Ibrahim, a student and advocate for his blind and low-vision community, would use the Holman Prize to launch an internet radio training program for the visually impaired, with the hope of launching careers in audio production.
Dana, a professional singer and teacher of visually-impaired children, would use the Holman Prize to open an inclusive vocal performance school for aspiring blind and low-vision singers.
Manuel, an assistive technology instructor who has also studied music in Cuba for more than twenty years, would use the Holman Prize to teach Cuban music to large groups of students, as well as upgrading the assistive technology he uses in his lessons and purchasing more instruments.

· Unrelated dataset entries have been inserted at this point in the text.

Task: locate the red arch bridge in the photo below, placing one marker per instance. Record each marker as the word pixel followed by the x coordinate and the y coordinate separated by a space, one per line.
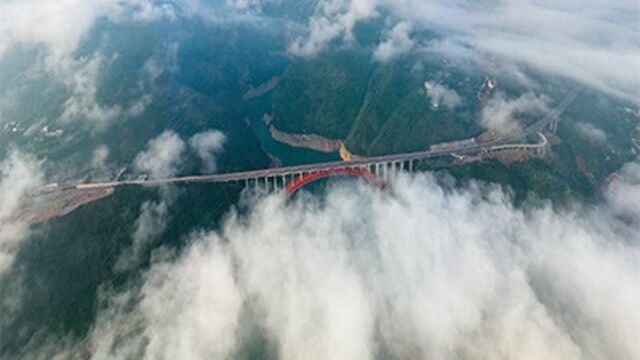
pixel 377 169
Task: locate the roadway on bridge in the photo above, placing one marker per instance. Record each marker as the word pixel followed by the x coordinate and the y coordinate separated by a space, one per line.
pixel 475 148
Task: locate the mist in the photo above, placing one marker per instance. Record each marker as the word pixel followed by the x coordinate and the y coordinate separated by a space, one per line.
pixel 430 271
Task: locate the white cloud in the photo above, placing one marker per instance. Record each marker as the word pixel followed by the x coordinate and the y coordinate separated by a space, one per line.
pixel 99 157
pixel 360 269
pixel 19 173
pixel 334 19
pixel 163 156
pixel 592 133
pixel 624 192
pixel 595 42
pixel 150 224
pixel 441 94
pixel 61 25
pixel 207 145
pixel 501 114
pixel 397 42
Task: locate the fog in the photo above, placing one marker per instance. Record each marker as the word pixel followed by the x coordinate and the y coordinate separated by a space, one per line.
pixel 426 272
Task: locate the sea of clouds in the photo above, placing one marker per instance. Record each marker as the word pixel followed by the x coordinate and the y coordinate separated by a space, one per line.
pixel 428 271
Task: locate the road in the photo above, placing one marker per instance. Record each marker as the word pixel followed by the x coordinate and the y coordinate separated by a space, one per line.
pixel 471 149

Esther, a passionate advocate for DeafBlind children and toddlers, would use the Holman Prize to bring Pro-Tactile American Sign Language specialists to her community to teach participants about the advantages of tactile sign language.
Dennis, a longtime Disability Rights activist, would use the Holman Prize to lead leadership trainings for people with disabilities across the United States and around the world.

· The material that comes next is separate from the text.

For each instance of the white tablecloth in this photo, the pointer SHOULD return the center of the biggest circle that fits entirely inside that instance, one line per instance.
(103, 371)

Dario, the founder of NoisyVision, an international association for people with sensory disabilities, would use the Holman Prize to travel from Milan, Italy to Mumbai, India, raising money to research Retinitis Pigmentosa along the way.
Red, a writer and broadcaster, would use the Holman Prize to undertake an extreme sports triathlon to conquer Am Buachaille, one of the most remote rock pinnacles in the UK.
Jeri, a rehabilitation counselor, would use the Holman Prize to open a training facility for DeafBlind participants called Jeri’s House, providing skills like Braille, sign language, fitness and more.
Johnny, a Martial Arts trainer, would use the Holman Prize to provide martial arts courses for the blind and visually-impaired community in his native Taiwan.
Alieu, the founder of the blindness advocacy organization Start Now, would use the Holman Prize to provide various skills, including computer literacy, cane travel and Braille, to blind and low-vision participants in rural Gambia.